Cerita yang disampaikan kepada anak pun sangat beragam. Ada yang berbentuk fiksi, dongeng, atau kisah rekaan, dan ada pula yang bersifat faktual seperti kisah nyata atau sejarah. Jika dilihat secara umum, sebagian besar cerita yang disampaikan oleh ibu kepada anak cenderung berupa fiksi, legenda, atau dongeng yang sarat akan nilai moral dan pelajaran hidup yang bermakna.


Penyampaian pesan moral dan nilai-nilai kebaikan melalui sebuah cerita memiliki dampak yang sangat kuat dan membekas di hati siapa saja, terutama pada anak-anak. Oleh karena itu, kaum muslimin, khususnya para bunda, dianjurkan untuk lebih sering menghadirkan kisah-kisah yang bersumber dari Al-Qur’an maupun hadis-hadis Nabi Muhammad SAW dalam proses mendidik anak.


Kisah-kisah dalam Al-Qur’an bersifat autentik dan bukan sekadar fiksi atau dongeng. Setiap cerita di dalamnya mengandung hikmah yang mendalam serta nilai sejarah yang kuat, sehingga berbeda secara prinsip dengan cerita-cerita lain yang umumnya bersifat imajinatif. Kandungan maknanya tidak hanya memberikan pengetahuan, tetapi juga membentuk karakter dan keimanan pembacanya.


Tulisan ini bertujuan untuk membantu para pembaca, khususnya para bunda, dalam mengenalkan kisah-kisah teladan yang terdapat dalam Al-Qur’an.

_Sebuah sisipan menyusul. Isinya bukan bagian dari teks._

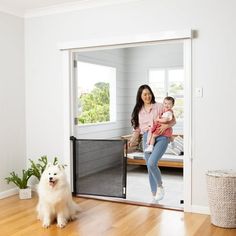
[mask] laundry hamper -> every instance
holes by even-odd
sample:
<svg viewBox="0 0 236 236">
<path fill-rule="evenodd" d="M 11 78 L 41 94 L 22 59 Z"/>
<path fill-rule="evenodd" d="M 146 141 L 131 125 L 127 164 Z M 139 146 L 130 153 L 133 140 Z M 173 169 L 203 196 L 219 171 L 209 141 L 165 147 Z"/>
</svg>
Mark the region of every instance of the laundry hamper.
<svg viewBox="0 0 236 236">
<path fill-rule="evenodd" d="M 207 190 L 211 223 L 236 228 L 236 171 L 208 171 Z"/>
</svg>

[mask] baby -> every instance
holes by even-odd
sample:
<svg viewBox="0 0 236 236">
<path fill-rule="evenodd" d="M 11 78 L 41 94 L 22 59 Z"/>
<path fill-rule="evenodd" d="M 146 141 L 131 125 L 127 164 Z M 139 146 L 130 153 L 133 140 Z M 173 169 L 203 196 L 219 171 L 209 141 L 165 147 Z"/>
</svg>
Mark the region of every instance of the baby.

Fokus pembahasan tidak mencakup para nabi dan rasul, karena kisah mereka sudah sangat dikenal luas dan mudah ditemukan dalam berbagai sumber bacaan.

Berikut para tokoh teladan (protagonis) yang namanya langsung disebut di dalam Al-Qur’an, diantaranya:


  • Maryam  Binti Imran (disebutkan 33 kali), diantaranya Ali Imran: 35-47.
  • Lukman Al-Hakim (Q.S. Lukman: 12-19)
  • Nabi Uzair AS (Q.S. At-Taubah: 30).
  • Thalut (Q.S. Al-Baqarah: 246-252)
  • Zaid Ibn Haritsah (Q.S. Al-Ahzab: 37)


Tokoh teladan yang namanya tidak disebutkan: 

  • Ashabul Kahfi (Q.S. Al-kahfi: 9-26)
  • Pemilik dua kebun (Q.S. Al-Kahfi: 32-44)
  • Nabi Khidr AS (Q.S. Al-Kahfi: 60-82)
  • Dzul Qarnain (Q.S. Al-Kahfi: 83-98)
  • Istri Fir’aun (Q.S. At-Tahrim: 11)
  • Ashif Ibn barkhiya (Q.S. An-Naml: 40)
  • Ratu Bilqis (Q.S. An-Naml: 20-44).


Pertanyaan yang mungkin timbul, apa hikmah dari kisah di dalam Al-Qur’an yang nama tokohnya langsung disebut dan kisah yang hanya disebutkan tokohnya saja tanpa nama langsung?

Ada hikmah yang jelas di dua pola itu, dan keduanya sengaja dipakai dalam Al-Qur’an dengan tujuan pendidikan yang berbeda.


Pertama, ketika nama tokoh disebut langsung, seperti Nabi Yusuf, Maryam, atau Luqman, itu biasanya untuk memberikan keteladanan yang kuat dan spesifik. Penyebutan nama membuat kisah lebih “nyata”, lebih mudah diingat, dan memberi identitas moral yang jelas: ini contoh orang yang bisa ditiru atau diambil pelajarannya secara langsung. Di sini Al-Qur’an ingin menegaskan bahwa nilai yang dibawa tokoh tersebut melekat pada sosok nyata, sehingga pembaca bisa menelusuri perjalanan hidupnya secara utuh dan mengambil pelajaran yang lebih terarah.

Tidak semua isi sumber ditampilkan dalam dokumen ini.